OpenMLDB 0.4.0 Technical Solution
This demonstration uses the technical scheme based on OpenMLDB 0.4.0. Here is a summary:
- Feature Extraction Language: The SQL language most familiar to scientific modelling scientists is used
- Model Training Framework: LightGBM is used in this example. Of course, if you want to use TF or PyTorch, it can also support it
- Offline Storage Engine: Use local file storage, because the data volume of its sample is not large. It has only more than 1 million lines which may be tens of megabytes of data. In the actual scene, the sample of machine learning may be larger and more complex thus, OpenMLDB can also support HDFS storage
- Online Storage Engine: Using high-performance sequential storage of OpenMLDB, an external memory storage based on multi-level hop table data structure
- Online Estimation Service: The API Server provided by OpenMLDB is used, and the standard Restful interface and RPC interface are provided.
Step 1: Run the OpenMLDB Image
Next, let's demonstrate that when we use OpenMLDB for modelling. We first need to build an OpenMLDB database running environment.
OpenMLDB itself provides a test demo image. The underlying implementation of OpenMLDB is based on C++ which is relatively stable and easy to install. When using OpenMLDB, we can use the official docker image provided on GitHub. MAC environment or Linux environment can also directly download our source code, compile, and execute locally.
After execution, it will enter the container whereas the screenshot is its complete docker file content. For demo demonstration, we installed some more libraries such as pandas and Python. When you use it, you only need to install the image and Binary. You can download Binary through a script and start the server and client. The content of the image is also very clean, and there is no need to download some additional components.
Step 2: Start the OpenMLDB Cluster
The second step is to start the OpenMLDB cluster. You can use init.sh (A script we encapsulated), or the start script provided in the OpenMLDB project which can also be started directly with the binary compiled by ourselves.

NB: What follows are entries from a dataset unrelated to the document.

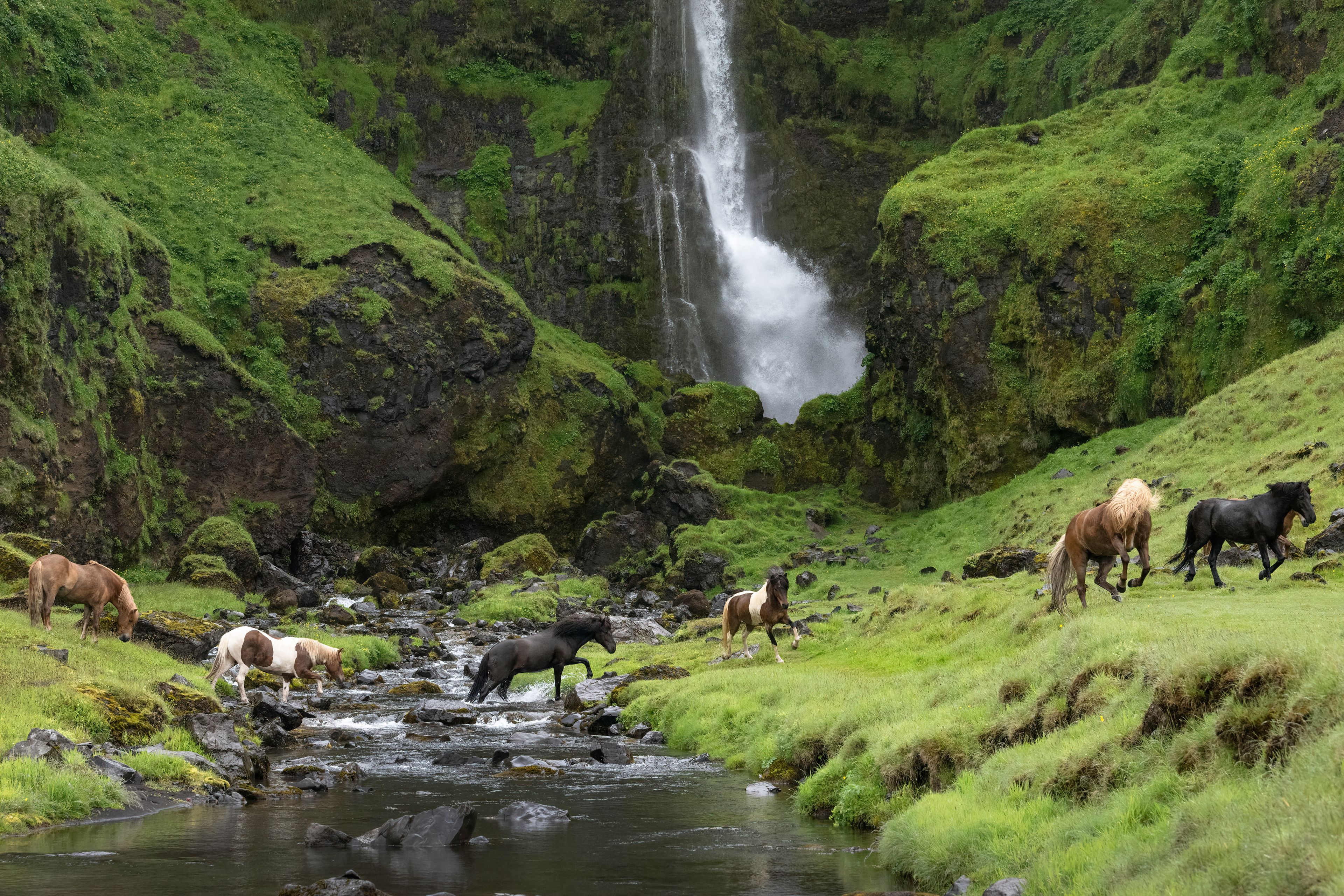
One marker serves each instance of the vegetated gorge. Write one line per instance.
(414, 328)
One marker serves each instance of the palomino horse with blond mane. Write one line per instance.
(286, 657)
(92, 585)
(1112, 528)
(766, 606)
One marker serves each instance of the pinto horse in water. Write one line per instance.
(286, 657)
(768, 606)
(92, 585)
(553, 648)
(1260, 520)
(1112, 528)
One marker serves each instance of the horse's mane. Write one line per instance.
(318, 651)
(580, 624)
(1132, 499)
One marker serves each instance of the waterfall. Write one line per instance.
(737, 307)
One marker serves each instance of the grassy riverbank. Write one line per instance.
(1187, 739)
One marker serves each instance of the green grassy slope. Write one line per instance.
(1184, 741)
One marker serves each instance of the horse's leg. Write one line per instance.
(1146, 565)
(1123, 553)
(1213, 561)
(1102, 569)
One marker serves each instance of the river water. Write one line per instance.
(660, 825)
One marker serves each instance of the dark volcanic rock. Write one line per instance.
(622, 546)
(1000, 562)
(441, 827)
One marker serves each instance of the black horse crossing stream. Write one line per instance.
(663, 824)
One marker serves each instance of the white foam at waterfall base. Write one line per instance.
(792, 350)
(785, 342)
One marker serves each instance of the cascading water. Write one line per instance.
(779, 334)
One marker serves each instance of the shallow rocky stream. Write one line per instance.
(663, 824)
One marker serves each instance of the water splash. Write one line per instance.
(784, 339)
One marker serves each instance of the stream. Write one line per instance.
(664, 824)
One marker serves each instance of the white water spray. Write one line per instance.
(787, 344)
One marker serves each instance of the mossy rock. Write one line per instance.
(781, 770)
(132, 719)
(387, 583)
(414, 690)
(526, 553)
(185, 702)
(208, 572)
(14, 564)
(259, 679)
(31, 545)
(379, 559)
(226, 539)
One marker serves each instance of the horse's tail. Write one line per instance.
(35, 594)
(1190, 540)
(1132, 500)
(482, 681)
(1057, 573)
(221, 665)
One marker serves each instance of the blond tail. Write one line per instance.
(35, 597)
(1058, 569)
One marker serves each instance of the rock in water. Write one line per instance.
(334, 887)
(449, 713)
(441, 827)
(529, 813)
(268, 707)
(326, 836)
(613, 754)
(960, 888)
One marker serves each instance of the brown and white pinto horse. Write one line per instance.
(92, 585)
(1112, 528)
(769, 606)
(286, 657)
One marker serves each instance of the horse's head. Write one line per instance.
(127, 613)
(604, 635)
(1299, 496)
(777, 586)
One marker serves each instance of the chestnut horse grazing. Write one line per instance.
(765, 608)
(92, 585)
(1112, 528)
(286, 657)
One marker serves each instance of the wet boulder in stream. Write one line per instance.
(441, 827)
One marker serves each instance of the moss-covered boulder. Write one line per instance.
(185, 702)
(131, 718)
(14, 564)
(1000, 562)
(529, 553)
(31, 545)
(414, 690)
(206, 572)
(179, 635)
(226, 539)
(386, 583)
(379, 559)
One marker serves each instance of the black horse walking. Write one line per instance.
(1259, 520)
(553, 648)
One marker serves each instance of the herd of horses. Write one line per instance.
(1100, 535)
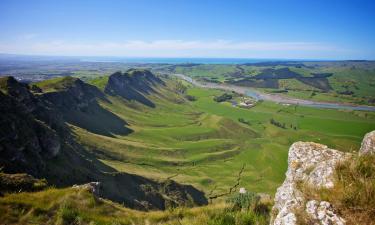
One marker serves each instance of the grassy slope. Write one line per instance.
(360, 76)
(202, 143)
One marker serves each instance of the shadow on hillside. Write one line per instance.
(97, 120)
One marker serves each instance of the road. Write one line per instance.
(275, 97)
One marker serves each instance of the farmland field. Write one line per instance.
(203, 143)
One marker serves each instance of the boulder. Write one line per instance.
(313, 165)
(368, 144)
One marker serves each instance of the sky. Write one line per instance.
(282, 29)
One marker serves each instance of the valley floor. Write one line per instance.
(203, 142)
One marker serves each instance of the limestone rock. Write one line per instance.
(323, 212)
(368, 144)
(311, 164)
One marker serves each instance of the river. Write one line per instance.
(251, 92)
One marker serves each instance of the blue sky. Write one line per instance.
(196, 28)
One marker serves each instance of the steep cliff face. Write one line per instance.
(78, 104)
(134, 85)
(311, 165)
(36, 140)
(29, 131)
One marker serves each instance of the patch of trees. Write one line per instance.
(190, 98)
(222, 98)
(281, 125)
(180, 88)
(277, 123)
(242, 120)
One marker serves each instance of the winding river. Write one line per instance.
(275, 97)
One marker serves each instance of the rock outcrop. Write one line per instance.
(308, 164)
(311, 165)
(134, 84)
(368, 144)
(35, 139)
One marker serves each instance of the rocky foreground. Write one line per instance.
(311, 165)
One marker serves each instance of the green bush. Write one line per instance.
(67, 215)
(248, 200)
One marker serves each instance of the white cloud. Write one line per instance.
(28, 36)
(168, 48)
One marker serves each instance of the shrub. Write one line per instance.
(248, 200)
(222, 98)
(67, 215)
(191, 98)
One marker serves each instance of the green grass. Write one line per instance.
(55, 84)
(203, 144)
(355, 77)
(78, 206)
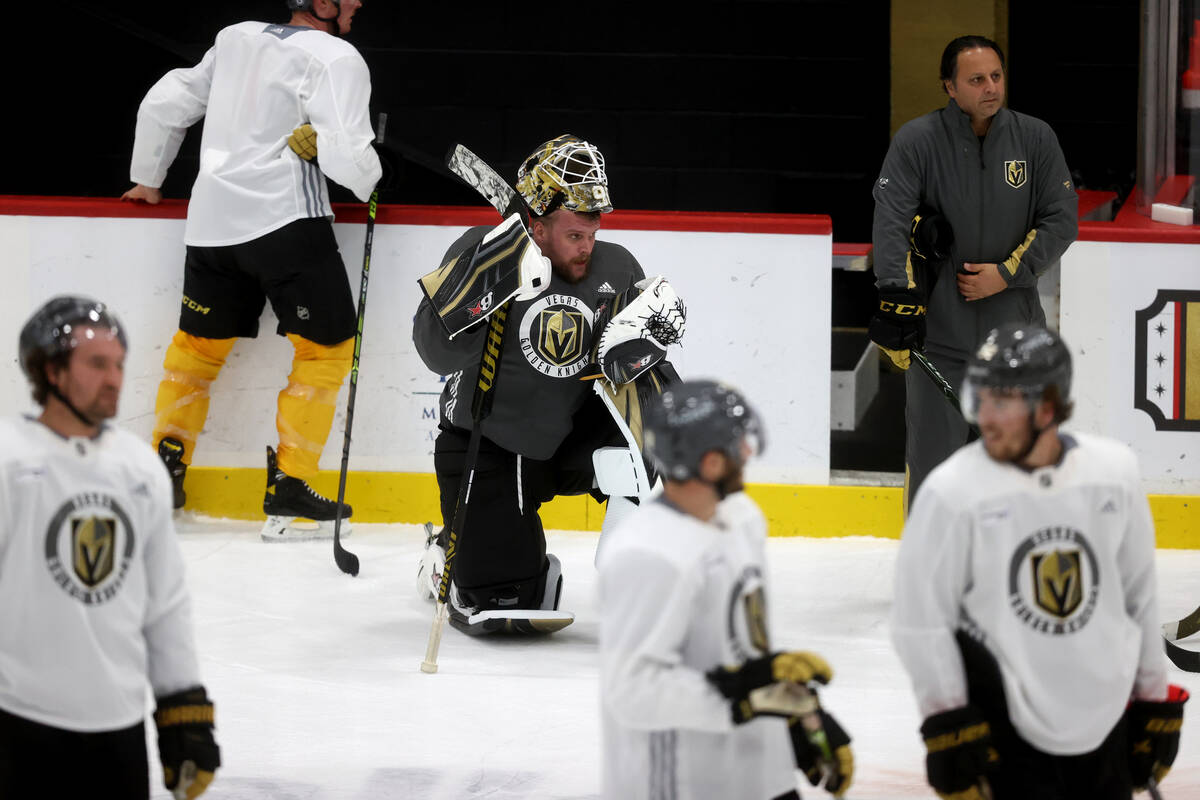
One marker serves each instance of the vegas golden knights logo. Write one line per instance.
(93, 542)
(562, 336)
(1057, 584)
(1015, 173)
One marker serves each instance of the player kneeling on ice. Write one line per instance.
(1025, 605)
(93, 600)
(517, 317)
(695, 701)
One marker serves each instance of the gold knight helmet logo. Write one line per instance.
(1015, 174)
(1057, 585)
(93, 541)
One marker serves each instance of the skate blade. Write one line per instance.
(527, 621)
(287, 529)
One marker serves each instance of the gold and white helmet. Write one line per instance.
(565, 172)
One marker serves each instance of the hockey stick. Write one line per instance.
(475, 173)
(1183, 659)
(346, 560)
(952, 397)
(1183, 627)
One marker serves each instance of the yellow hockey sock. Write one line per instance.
(306, 405)
(190, 367)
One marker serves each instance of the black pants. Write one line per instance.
(503, 546)
(37, 761)
(298, 268)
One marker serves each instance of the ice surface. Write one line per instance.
(319, 696)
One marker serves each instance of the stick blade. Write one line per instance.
(346, 560)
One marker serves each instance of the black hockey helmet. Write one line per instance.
(694, 417)
(1024, 358)
(53, 330)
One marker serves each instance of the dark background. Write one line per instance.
(765, 106)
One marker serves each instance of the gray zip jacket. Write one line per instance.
(1008, 198)
(547, 347)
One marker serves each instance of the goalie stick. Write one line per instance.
(952, 397)
(478, 174)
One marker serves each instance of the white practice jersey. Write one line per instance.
(93, 601)
(257, 84)
(1053, 571)
(679, 597)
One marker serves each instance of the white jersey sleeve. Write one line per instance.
(171, 644)
(173, 104)
(930, 578)
(253, 88)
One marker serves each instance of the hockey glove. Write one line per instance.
(931, 236)
(822, 751)
(304, 142)
(189, 753)
(1155, 735)
(959, 753)
(772, 684)
(899, 324)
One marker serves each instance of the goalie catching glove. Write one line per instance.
(637, 336)
(189, 753)
(959, 753)
(1155, 735)
(505, 265)
(772, 684)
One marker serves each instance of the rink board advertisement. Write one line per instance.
(757, 296)
(1131, 313)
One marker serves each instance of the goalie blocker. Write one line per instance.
(468, 287)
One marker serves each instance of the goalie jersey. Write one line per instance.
(678, 597)
(257, 84)
(547, 347)
(91, 579)
(1051, 571)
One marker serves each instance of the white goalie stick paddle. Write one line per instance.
(478, 174)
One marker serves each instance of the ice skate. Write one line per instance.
(288, 499)
(171, 451)
(429, 571)
(502, 614)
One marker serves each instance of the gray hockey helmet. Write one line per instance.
(694, 417)
(1018, 358)
(57, 328)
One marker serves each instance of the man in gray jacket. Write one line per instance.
(973, 203)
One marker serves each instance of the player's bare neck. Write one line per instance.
(59, 419)
(694, 498)
(1047, 451)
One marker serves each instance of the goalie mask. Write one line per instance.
(1019, 359)
(564, 173)
(697, 416)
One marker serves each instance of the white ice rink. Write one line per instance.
(319, 697)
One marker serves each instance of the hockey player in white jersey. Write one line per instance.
(1025, 603)
(285, 107)
(695, 702)
(93, 601)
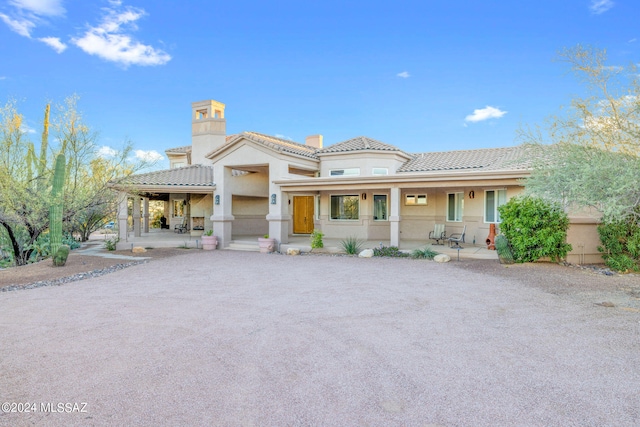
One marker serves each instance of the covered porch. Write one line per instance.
(157, 238)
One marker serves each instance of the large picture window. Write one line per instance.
(380, 207)
(345, 207)
(455, 206)
(178, 208)
(493, 199)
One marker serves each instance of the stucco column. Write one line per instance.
(123, 216)
(146, 214)
(278, 216)
(136, 216)
(394, 217)
(222, 199)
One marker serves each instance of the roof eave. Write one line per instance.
(408, 177)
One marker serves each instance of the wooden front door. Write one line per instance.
(303, 214)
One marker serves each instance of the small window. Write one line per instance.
(493, 199)
(455, 206)
(345, 207)
(415, 199)
(380, 207)
(380, 171)
(178, 208)
(345, 172)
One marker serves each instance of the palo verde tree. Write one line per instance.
(589, 154)
(26, 177)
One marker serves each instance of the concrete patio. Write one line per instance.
(157, 238)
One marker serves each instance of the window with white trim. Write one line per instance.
(380, 207)
(493, 199)
(415, 199)
(345, 172)
(345, 207)
(178, 208)
(455, 206)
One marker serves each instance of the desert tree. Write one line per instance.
(26, 177)
(588, 155)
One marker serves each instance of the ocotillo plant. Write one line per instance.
(55, 209)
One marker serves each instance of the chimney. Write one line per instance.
(314, 141)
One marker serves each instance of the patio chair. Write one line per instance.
(438, 234)
(456, 238)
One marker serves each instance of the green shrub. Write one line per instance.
(110, 244)
(424, 253)
(620, 244)
(316, 240)
(535, 228)
(505, 255)
(389, 251)
(61, 255)
(351, 245)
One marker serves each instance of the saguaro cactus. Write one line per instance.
(55, 209)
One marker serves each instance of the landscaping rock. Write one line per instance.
(367, 253)
(442, 258)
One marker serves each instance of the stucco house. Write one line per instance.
(251, 184)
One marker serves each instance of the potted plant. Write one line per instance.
(266, 244)
(209, 241)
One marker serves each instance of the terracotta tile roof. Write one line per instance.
(480, 159)
(360, 143)
(178, 150)
(189, 176)
(272, 142)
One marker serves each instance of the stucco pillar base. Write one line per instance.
(279, 227)
(394, 224)
(222, 226)
(145, 208)
(123, 217)
(136, 217)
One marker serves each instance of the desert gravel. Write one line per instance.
(245, 339)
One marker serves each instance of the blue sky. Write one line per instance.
(421, 75)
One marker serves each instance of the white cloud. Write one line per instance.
(18, 25)
(40, 7)
(27, 14)
(54, 43)
(107, 152)
(110, 40)
(148, 156)
(600, 6)
(485, 114)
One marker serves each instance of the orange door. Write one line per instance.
(303, 214)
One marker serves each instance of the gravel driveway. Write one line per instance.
(234, 339)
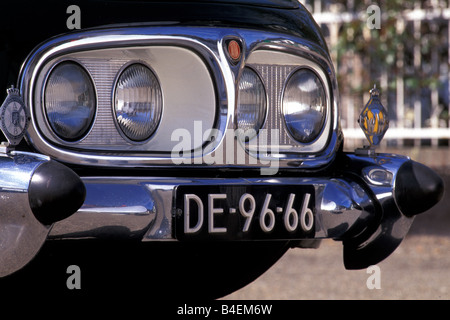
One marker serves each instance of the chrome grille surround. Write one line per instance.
(208, 45)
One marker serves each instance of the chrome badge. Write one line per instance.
(13, 117)
(374, 120)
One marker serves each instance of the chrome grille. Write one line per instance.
(273, 56)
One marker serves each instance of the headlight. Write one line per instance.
(138, 102)
(69, 101)
(252, 104)
(304, 105)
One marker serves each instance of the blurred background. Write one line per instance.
(402, 47)
(407, 58)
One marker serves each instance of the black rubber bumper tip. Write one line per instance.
(55, 192)
(417, 188)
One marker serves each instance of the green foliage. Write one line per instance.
(381, 50)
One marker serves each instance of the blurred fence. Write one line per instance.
(407, 56)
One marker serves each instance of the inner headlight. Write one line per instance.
(69, 100)
(138, 102)
(304, 105)
(252, 104)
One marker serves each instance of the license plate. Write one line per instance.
(236, 212)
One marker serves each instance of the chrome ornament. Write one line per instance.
(374, 120)
(14, 118)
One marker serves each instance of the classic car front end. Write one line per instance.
(202, 141)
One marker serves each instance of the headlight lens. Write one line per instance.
(70, 101)
(252, 104)
(138, 102)
(304, 105)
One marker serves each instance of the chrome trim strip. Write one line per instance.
(209, 43)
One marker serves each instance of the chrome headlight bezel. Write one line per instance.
(159, 98)
(304, 137)
(260, 111)
(79, 137)
(270, 54)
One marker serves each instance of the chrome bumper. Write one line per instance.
(34, 193)
(368, 203)
(359, 205)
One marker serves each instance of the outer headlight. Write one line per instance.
(304, 105)
(138, 102)
(69, 100)
(252, 104)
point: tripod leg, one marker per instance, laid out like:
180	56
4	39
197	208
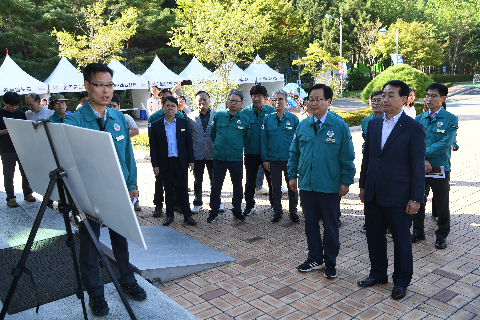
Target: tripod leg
18	271
64	210
109	268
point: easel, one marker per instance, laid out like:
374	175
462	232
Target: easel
59	177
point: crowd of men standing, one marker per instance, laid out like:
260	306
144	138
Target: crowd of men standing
315	157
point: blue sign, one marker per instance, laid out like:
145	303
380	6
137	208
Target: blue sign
399	59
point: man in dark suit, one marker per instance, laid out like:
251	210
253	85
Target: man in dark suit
171	151
392	186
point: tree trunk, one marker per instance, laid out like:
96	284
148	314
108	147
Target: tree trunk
129	50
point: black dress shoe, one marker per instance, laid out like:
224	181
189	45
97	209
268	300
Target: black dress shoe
190	221
276	217
167	221
369	282
440	243
417	237
399	293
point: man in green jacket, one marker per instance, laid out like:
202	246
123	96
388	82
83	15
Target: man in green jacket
321	156
228	132
441	130
253	160
96	116
276	137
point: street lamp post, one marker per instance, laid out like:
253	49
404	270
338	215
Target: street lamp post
384	32
340	23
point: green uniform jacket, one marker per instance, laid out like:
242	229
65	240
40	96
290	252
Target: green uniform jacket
441	134
324	160
159	114
277	136
229	136
56	118
253	145
85	118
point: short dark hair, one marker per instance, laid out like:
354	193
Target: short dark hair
404	89
201	91
376	93
92	68
11	98
441	88
34	96
116	98
258	89
171	99
327	91
83	94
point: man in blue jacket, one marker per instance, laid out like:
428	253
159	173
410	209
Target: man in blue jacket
441	130
95	115
321	155
392	187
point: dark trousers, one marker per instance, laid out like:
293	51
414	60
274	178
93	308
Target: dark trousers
9	161
158	198
176	175
316	206
198	171
252	163
377	220
276	169
235	168
441	190
89	260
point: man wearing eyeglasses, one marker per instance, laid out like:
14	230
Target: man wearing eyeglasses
228	132
94	115
253	160
321	156
277	134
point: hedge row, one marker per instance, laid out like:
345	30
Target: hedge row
442	78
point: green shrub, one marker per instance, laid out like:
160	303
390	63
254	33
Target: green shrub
354	118
141	142
442	78
411	76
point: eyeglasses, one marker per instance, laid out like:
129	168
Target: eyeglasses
102	85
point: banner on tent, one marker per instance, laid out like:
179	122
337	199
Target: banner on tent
271	78
25	90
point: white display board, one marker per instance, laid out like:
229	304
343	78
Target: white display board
91	163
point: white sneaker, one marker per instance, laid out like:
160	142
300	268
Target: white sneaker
261	191
196	209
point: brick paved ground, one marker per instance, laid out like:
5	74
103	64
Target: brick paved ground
264	284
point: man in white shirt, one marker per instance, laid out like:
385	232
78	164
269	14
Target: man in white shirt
37	110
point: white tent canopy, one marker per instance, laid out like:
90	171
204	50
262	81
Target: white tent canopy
270	79
65	78
13	78
195	71
159	75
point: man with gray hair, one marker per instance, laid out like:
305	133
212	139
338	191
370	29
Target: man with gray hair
277	134
229	130
37	110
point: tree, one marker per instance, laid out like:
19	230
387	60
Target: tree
103	37
415	79
227	32
318	62
416	43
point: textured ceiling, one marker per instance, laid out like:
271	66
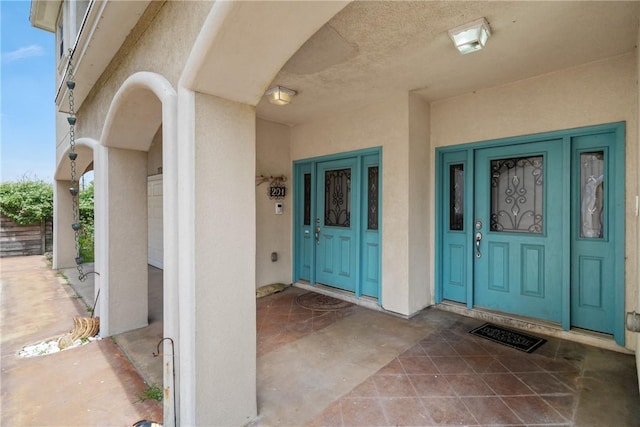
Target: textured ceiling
372	48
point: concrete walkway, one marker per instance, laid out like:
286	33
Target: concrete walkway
92	385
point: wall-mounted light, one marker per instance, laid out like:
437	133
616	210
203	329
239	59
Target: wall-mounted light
280	95
472	36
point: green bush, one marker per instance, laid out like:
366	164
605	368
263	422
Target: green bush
27	201
86	236
30	201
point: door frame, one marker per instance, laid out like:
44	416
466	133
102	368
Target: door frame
309	165
466	152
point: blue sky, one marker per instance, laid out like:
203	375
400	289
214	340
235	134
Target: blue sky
27	91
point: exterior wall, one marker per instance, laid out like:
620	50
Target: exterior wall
385	124
154	155
160	43
125	268
273	231
225	256
421	215
591	94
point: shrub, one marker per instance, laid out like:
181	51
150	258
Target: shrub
27	201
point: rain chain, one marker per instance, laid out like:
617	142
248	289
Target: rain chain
74	189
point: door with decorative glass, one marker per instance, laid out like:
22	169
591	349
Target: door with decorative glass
517	230
335	231
336	221
534	226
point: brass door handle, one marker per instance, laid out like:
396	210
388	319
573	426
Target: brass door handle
478	239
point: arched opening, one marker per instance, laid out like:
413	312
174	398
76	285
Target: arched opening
135	219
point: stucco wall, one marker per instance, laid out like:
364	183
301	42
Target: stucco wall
154	155
420	207
225	253
384	124
273	232
596	93
160	42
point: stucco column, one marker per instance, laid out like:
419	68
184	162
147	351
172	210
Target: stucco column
224	270
123	222
64	246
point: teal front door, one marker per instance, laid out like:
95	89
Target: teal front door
335	232
534	226
336	222
517	230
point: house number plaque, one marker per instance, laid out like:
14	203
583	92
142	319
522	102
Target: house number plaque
277	191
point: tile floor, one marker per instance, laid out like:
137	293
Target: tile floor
450	377
358	367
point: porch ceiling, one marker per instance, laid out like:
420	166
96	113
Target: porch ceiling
370	49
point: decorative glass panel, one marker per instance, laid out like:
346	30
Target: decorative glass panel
592	194
307	199
517	194
372	208
456	197
337	198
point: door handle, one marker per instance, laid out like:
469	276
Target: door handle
478	239
317	231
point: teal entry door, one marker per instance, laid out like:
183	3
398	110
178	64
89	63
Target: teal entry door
335	232
517	229
336	222
534	226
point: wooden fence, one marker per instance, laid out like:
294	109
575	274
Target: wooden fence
21	240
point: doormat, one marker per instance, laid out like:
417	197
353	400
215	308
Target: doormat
319	302
508	337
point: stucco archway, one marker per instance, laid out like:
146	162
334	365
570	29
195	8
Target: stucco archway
145	103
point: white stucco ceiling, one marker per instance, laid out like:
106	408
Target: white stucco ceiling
372	48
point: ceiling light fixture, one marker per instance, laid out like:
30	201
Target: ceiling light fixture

Because of the complete functions of the cluster version we demonstrate this time, we will start the zookeeper service and start some components we rely on such as Tablet, Name Server, API Server and Task Manager. As long as these components are started, we will have the function of cluster version OpenMLDB. If you are interested, you can also see the contents of the sh script. init.sh will also support stand-alone version and cluster version. When we use the cluster version, we will start an additional zookeeper and all OpenMLDB components.
In fact, the start-up of components is also very simple, which is the script content of start-all. We will define many components and make a cycle to separate each component. The start-up of these components is a Binary compiled through the OpenMLDB C++ project. Of course, different platforms should be compiled on the corresponding platform, and then use a mon tool to start it.
Step 3: Create Database and Data Table
After the service has been started, we can connect with a MySQL like client. As long as you configure the ZK address, you can automatically find the Name Server address and enter it into the database. At this time, you can execute most of the standard SQL statements.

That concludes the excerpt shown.